Since its creation in 2004, the firm – whose board includes members of Saudi Arabia’s Al-Muhaidib merchant family as well as Mohammed Alabbar, the Dubai property executive – has been one of the most active, straddling sectors ranging from financial services to media and construction.
Now, in a much-changed financial world, it faces another big test: can it find a lucrative way out of investments made in the boom years when asset valuations soared?
“Today, and over the coming years, it’s going to be about these investments that happened in ’06, ’07 – is it possible to exit and are these exits profitable?” says Fadi Arbid, the company’s chief executive.
For Amwal AlKhaleej and other regional private equity houses, the years leading up to the financial crisis were a time of easy fundraising and abundant investment opportunities. The firm’s first fund closed in 2005, and fully invested its cash in 2007, at the height of the boom. The second closed in 2007 and began to invest after that.
Amwal AlKhaleej is not alone in being confronted now with pre-crisis investment decisions. In its 2011 annual review released last month, the MENA Private Equity Association said 50 per cent of fund managers it surveyed expected valuations to be lower in 2012 than the previous year, complicating the prospects for funds needing to sell their assets and pay returns to investors.
According to a 2011 report that Amwal AlKhaleej carried out alongside the Wharton School of the University of Pennsylvania, about 218 investments were made by regional private equity funds between 2004 and 2009, but just 14 had resulted in exits.
But while other regional players have struggled to sell assets bought at top-dollar valuations, the firm has sold several of its investments since 2004, including multimillion-dollar stakes in the Lebanese lender Bank Audi and Acwa Power, the Saudi-based utility company.
The most recent exit was the initial public offering of Al-Tayyar Travel Group, the regional travel company, in Riyadh. After a failed IPO attempt in 2010, Amwal AlKhaleej made 10-times its money back.
“Making returns in this environment is harder,” says Mr Arbid. “But for us this was a good indication, the magnitude of the returns is quite impressive.”
The offering was more than six-times subscribed and raised more than SR8.3bn ($2.2bn). The retail subscription amounted to SR1.64bn, viewed as a positive indication of liquidity in the Saudi market.
As a Riyadh-based firm, exits in Saudi Arabia should be easier for Mr Arbid’s organisation.
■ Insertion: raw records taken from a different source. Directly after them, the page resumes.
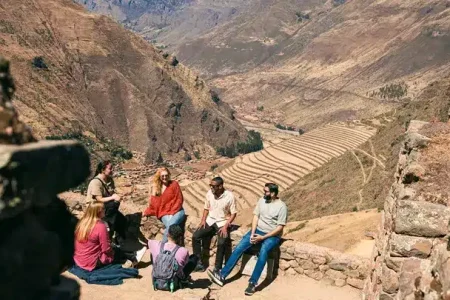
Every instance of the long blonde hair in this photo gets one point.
(157, 182)
(88, 221)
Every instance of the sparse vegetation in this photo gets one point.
(301, 16)
(338, 2)
(392, 91)
(118, 153)
(290, 128)
(39, 63)
(215, 97)
(187, 156)
(300, 226)
(6, 27)
(252, 144)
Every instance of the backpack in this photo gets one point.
(164, 273)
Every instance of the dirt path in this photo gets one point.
(283, 288)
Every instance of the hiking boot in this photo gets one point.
(216, 277)
(250, 290)
(200, 268)
(138, 256)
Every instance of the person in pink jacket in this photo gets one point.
(92, 245)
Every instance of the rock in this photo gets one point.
(394, 263)
(406, 193)
(319, 260)
(403, 245)
(286, 256)
(333, 274)
(413, 173)
(39, 171)
(357, 283)
(308, 265)
(385, 296)
(416, 140)
(422, 219)
(316, 275)
(291, 272)
(339, 282)
(324, 268)
(284, 265)
(389, 280)
(293, 264)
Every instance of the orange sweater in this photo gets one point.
(169, 203)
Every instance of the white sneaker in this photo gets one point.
(140, 254)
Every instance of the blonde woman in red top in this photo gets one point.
(166, 200)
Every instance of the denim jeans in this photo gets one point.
(168, 220)
(267, 245)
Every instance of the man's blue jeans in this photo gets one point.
(168, 220)
(267, 245)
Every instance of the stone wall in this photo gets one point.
(297, 258)
(410, 259)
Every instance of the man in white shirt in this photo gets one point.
(219, 212)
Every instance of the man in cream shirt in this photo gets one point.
(219, 212)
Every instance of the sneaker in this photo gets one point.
(140, 254)
(199, 268)
(128, 264)
(250, 290)
(216, 277)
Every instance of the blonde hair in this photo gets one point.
(157, 182)
(88, 221)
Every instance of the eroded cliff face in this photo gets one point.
(79, 72)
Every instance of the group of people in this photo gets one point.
(102, 233)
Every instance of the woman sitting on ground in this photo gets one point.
(166, 200)
(93, 251)
(186, 263)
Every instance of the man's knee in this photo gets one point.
(223, 242)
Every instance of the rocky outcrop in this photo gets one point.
(36, 228)
(411, 257)
(79, 72)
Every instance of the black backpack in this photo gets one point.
(165, 267)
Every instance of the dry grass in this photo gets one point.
(334, 187)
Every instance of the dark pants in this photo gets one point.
(117, 222)
(190, 266)
(203, 236)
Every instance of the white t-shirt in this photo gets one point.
(220, 209)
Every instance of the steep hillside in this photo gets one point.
(313, 61)
(168, 23)
(79, 72)
(361, 179)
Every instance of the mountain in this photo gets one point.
(80, 72)
(312, 62)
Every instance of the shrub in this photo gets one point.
(253, 143)
(215, 97)
(392, 91)
(39, 63)
(301, 16)
(174, 62)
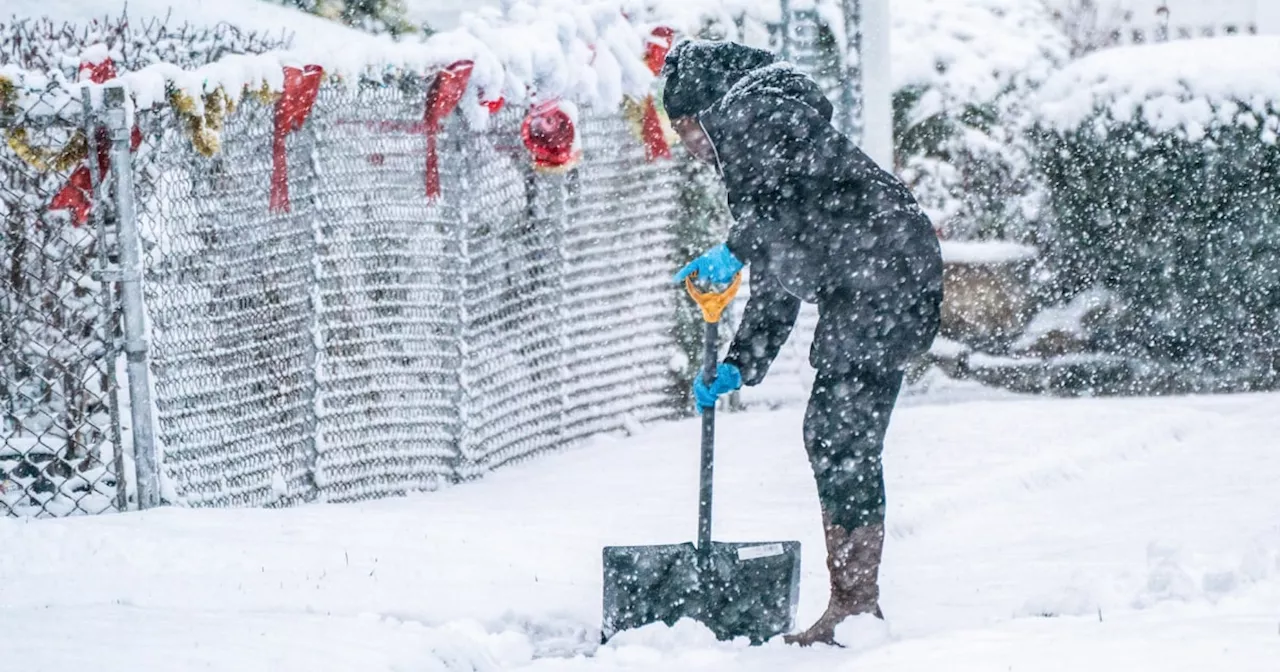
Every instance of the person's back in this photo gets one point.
(817, 220)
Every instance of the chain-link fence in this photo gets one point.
(365, 342)
(373, 342)
(59, 440)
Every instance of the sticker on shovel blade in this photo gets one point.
(766, 551)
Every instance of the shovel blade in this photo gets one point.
(745, 590)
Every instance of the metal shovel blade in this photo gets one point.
(740, 590)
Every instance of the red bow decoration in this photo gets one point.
(74, 195)
(551, 136)
(650, 126)
(301, 88)
(442, 97)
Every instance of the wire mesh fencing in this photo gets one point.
(365, 339)
(373, 341)
(59, 438)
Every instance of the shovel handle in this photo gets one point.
(713, 304)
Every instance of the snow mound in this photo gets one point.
(1182, 87)
(862, 632)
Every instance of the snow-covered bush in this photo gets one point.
(1165, 176)
(371, 16)
(44, 46)
(963, 72)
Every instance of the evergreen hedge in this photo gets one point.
(1180, 222)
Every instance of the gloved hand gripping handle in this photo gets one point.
(713, 306)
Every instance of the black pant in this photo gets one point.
(860, 348)
(844, 434)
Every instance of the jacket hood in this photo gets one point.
(700, 72)
(777, 81)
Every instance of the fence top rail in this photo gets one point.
(599, 53)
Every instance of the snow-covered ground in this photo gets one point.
(1025, 534)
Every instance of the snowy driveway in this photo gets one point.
(1148, 529)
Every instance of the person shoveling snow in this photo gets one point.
(817, 222)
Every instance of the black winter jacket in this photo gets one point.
(817, 220)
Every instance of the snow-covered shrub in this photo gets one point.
(44, 46)
(963, 72)
(370, 16)
(1165, 177)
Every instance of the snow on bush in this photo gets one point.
(963, 71)
(1166, 191)
(1184, 87)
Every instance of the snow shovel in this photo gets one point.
(735, 589)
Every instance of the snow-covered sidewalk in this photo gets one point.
(1025, 534)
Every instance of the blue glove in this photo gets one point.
(716, 265)
(727, 379)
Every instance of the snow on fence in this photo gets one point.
(368, 338)
(370, 342)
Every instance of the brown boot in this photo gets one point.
(853, 560)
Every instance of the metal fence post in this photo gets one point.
(146, 462)
(108, 301)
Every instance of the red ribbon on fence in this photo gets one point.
(650, 124)
(442, 99)
(76, 195)
(301, 87)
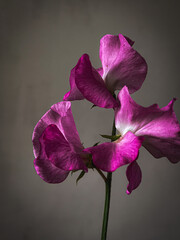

With that in mind, Amwal AlKhaleej is planning another exit in the next six to 12 months on home turf.
But further afield, exits may take longer to come to fruition. Amwal AlKhaleej, like other regional funds, is exposed to Egypt through investments that include stakes in Arab Cotton Ginning, the cotton producer, and the Egypt Propylene and Polypropylene Company, an industrial group.
Mr Arbid says his fund received much interest in one of the Egyptian companies before the revolution. Now the firm plans to make a sale in 12-18 months.
Beyond the turmoil in Egypt, Amwal AlKhaleej was also affected by the Dubai real estate crash, whose repercussions went far beyond the property market. An investment in a Dubai media company went sour when it became clear that advertising revenue was strongly correlated to the property boom.
“We took a systemic risk on the Dubai crisis,” Mr Arbid says. “We didn’t use leverage, otherwise we would have been under more pressure.”
That prudent approach to debt has been a big factor helping the firm avoid the fate of other regional players that have been squeezed by the tough market for refinancing. It has helped the company survive a shake-out in the Gulf’s private equity industry, and be well positioned for the strong economic rebound under way in Saudi Arabia. After postponing plans to launch a new fund this year, Amwal AlKhaleej expects to start marketing one to investors in 2013.
Even in Egypt, where valuations have faltered, Mr Arbid remains optimistic. “Our companies are doing extremely well, their operations have not been affected,” he says. “The problem is the perception of the value of the company.”